After returning from protected mode, you can easily do:

; assuming FS has loaded a 4GB data segment from Protected Mode
mov ax,0
mov fs,ax
mov edi,1048576 ; point above 1MB
mov byte [fs:edi],0 ; Set a byte above 1MB.

286 lacks this capability because to exit protected mode, the CPU has to be reset, so all registers are destroyed (but see LOADALL below).

Huge real mode

The above unreal mode theory can be applied to CS as well, making it possible to execute code at a position over 1MB when EIP > 0xFFFF. However when calling an interrupt, the upper 16 bits of EIP are not pushed to the stack, so on return you will not return where you were. Therefore, huge real mode was not very much used.

LOADALL

At that time, a now non-existent and mostly undocumented instruction existed, LOADALL (0xF 0x5 in 286, 0xF 0x7 in 386). LOADALL used, as the name implies, to load all the registers (including the GDTR and IDTR) from one table in memory. In 286 LOADALL (which was not accessible from 386), this table was fixed at memory address 0x800, whereas in 386 LOADALL it reads the buffer pointed to by real mode ES:EDI. Because the CPU does not check in any way if any of the values loaded by LOADALL are valid, LOADALL was used by many tools at the time, including HIMEM.SYS, for various infamous actions:

To access the entire memory from real mode without entering protected mode and unreal mode.
To run real code with paging.
To run 32bit code in real mode.
To run normal 16-bit code inside protected mode without VM86 (which was not there in 286). This was done by trapping each memory access (which would lead to GPF because all the segments were marked non-present) and emulating the desired result by using another LOADALL. Of course this was too slow, but it led to the creation of the VM86 mode in 386, where LOADALL eventually faded out.

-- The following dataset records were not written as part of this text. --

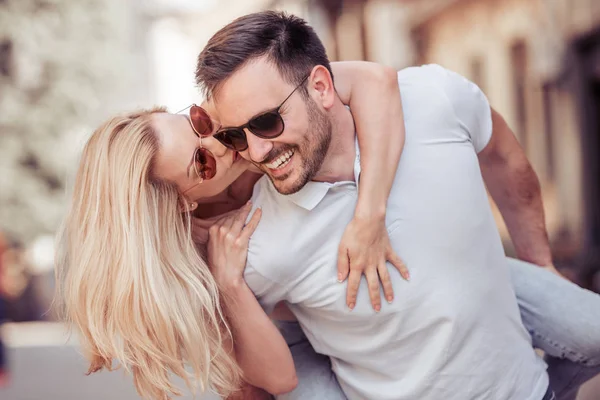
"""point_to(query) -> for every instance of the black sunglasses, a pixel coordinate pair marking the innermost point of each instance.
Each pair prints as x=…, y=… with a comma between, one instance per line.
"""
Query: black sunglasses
x=267, y=125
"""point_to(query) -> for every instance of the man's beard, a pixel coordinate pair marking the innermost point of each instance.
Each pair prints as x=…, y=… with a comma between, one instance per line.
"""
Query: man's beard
x=311, y=151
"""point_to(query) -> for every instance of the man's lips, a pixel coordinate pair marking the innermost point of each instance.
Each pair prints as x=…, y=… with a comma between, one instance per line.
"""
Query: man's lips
x=280, y=161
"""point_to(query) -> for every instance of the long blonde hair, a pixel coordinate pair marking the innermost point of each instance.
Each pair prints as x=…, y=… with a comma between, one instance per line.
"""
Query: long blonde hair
x=129, y=277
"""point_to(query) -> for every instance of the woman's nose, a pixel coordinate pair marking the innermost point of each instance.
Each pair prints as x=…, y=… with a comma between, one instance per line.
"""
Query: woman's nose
x=214, y=146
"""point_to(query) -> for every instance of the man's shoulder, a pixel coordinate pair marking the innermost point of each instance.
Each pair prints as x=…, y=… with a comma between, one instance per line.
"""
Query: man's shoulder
x=428, y=74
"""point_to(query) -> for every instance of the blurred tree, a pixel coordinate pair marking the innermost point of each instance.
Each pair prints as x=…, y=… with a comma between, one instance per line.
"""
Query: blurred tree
x=64, y=66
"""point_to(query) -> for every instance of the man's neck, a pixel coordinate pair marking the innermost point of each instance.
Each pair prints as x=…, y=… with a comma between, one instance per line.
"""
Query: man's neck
x=339, y=161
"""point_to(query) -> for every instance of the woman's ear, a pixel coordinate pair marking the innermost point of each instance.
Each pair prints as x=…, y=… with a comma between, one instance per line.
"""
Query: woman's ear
x=186, y=206
x=321, y=82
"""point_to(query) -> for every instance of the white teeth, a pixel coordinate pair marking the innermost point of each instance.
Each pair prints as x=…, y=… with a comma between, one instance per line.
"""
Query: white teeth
x=282, y=159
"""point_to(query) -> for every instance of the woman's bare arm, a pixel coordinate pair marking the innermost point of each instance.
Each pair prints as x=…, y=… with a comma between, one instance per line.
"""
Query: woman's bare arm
x=371, y=90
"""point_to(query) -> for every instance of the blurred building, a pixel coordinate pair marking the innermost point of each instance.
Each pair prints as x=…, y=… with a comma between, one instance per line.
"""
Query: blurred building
x=539, y=63
x=537, y=60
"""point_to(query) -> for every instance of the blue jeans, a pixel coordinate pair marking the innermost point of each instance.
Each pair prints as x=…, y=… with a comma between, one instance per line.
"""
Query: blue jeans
x=562, y=318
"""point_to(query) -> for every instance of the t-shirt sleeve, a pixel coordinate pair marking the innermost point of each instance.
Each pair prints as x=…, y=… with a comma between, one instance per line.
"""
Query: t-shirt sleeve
x=470, y=106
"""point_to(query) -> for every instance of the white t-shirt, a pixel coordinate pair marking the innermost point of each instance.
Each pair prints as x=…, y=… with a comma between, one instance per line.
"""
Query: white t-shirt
x=452, y=332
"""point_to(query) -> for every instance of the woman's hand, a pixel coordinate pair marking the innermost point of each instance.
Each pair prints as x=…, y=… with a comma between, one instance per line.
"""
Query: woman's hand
x=228, y=246
x=364, y=249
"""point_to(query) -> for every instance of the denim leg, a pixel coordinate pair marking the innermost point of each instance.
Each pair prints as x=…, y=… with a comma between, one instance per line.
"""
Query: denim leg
x=316, y=380
x=564, y=321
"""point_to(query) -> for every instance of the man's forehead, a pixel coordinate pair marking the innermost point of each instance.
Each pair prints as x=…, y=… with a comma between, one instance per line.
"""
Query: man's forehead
x=253, y=89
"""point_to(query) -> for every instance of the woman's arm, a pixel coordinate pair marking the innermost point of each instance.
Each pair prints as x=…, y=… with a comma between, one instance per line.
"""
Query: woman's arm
x=261, y=352
x=372, y=92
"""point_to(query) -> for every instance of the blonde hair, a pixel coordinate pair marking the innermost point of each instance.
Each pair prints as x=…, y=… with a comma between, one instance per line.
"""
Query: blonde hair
x=129, y=277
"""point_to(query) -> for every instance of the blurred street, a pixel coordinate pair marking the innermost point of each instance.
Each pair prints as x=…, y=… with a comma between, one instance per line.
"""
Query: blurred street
x=44, y=367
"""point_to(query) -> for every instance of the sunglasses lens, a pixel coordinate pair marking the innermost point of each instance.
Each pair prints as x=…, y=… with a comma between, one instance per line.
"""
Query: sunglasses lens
x=201, y=121
x=267, y=126
x=206, y=165
x=234, y=139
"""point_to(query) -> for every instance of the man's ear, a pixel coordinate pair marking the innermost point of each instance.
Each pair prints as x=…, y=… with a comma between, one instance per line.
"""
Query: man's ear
x=321, y=82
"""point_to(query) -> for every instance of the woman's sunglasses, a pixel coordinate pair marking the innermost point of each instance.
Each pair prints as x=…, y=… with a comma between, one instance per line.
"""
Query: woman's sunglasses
x=267, y=125
x=205, y=164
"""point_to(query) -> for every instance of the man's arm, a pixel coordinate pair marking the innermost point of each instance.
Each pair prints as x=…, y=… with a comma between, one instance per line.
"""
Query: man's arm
x=515, y=188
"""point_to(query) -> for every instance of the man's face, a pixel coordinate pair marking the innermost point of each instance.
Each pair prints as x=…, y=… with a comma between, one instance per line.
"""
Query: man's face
x=293, y=158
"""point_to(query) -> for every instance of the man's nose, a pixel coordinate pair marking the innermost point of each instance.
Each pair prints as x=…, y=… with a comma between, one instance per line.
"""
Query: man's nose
x=257, y=148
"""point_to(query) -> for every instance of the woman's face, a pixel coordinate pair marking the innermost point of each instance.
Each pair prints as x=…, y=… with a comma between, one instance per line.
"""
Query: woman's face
x=175, y=159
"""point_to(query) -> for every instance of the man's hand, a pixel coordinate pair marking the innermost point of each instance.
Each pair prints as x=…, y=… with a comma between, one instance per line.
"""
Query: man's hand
x=364, y=249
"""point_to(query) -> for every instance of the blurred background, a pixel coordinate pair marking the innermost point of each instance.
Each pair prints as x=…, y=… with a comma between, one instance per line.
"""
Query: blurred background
x=66, y=65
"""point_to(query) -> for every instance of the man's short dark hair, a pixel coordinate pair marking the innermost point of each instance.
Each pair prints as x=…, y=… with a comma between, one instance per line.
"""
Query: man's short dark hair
x=286, y=40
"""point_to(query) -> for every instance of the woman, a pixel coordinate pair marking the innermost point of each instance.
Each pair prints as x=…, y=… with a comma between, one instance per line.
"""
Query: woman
x=131, y=278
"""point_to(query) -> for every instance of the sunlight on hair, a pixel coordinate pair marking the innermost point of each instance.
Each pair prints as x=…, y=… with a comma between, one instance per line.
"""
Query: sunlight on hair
x=129, y=277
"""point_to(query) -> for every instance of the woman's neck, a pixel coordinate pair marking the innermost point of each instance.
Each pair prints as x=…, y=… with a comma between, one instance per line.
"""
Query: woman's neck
x=232, y=198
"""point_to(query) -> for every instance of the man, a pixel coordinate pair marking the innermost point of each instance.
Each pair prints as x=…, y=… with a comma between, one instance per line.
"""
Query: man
x=454, y=331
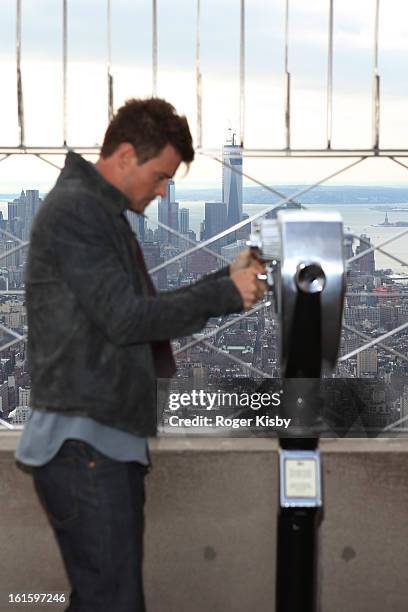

LOADALL cannot switch the 286 back to real mode, but using LOADALL removes the need to enter protected mode altogether.

LOADALL 286 itself was mentioned in the manuals and was partially documented; by contrast, LOADALL 386 was heavily obscure, probably to induce the programmers to take advantage of the new VM86 mode.

HIMEM.SYS

Protected mode is complex and, without a debugger available, it is prone to lots of unsolvable crashes. To help the programmers, Microsoft created a driver that was able to manage protected mode from a normal 16-bit DOS application, allowing it to access high memory. that time, extended memory was mostly, if not totally, used to cache data from the disk, especially from big apps. HIMEM puts the CPU in unreal mode (or it uses LOADALL in 286) and provides a simple interface to the applications that want more memory without messing with the protected mode details. By enabling the A20 line, HIMEM allowed a portion of DOS COMMAND.COM to reside in the high memory area when config.sys had a DOS=HIGH directive.

Detect HIMEM.SYS

Interrupt 0x2F, AX = 0x4300

Return HIMEM.SYS function pointer

Interrupt 0x2F, AX = 0x4310

All the following functions are provided from the function at the returned ES:BX from the above interrupt.

Detect/Enable/Disable A20

AH = 0x7 (detect), 0x3 (enable), 0x4 (disable)

Allocate HMA

AH = 0x1

Free HMA

AH = 0x2

Allocate extended memory

AH = 0x9

Free extended memory

AH = 0xA

Copy real/protected memory from/to real/protected memory

AH = 0xB

Lock/Unlock protected mode memory

AH = 0xC (Lock), 0xD (Unlock)

HIMEM.SYS moves memory in order to defragment it. Locking memory is useful when you will access the memory directly, within protected mode. Actually, because HIMEM puts the CPU in unreal mode, you can use the very same returned pointers directly.

VM86 Mode

Many of the existing applications were real-mode at the time protected mode was introduced. Even today, many (mostly games) are played under Windows. To force these applications (which think they own the machine) to cooperate, a special mode should be created.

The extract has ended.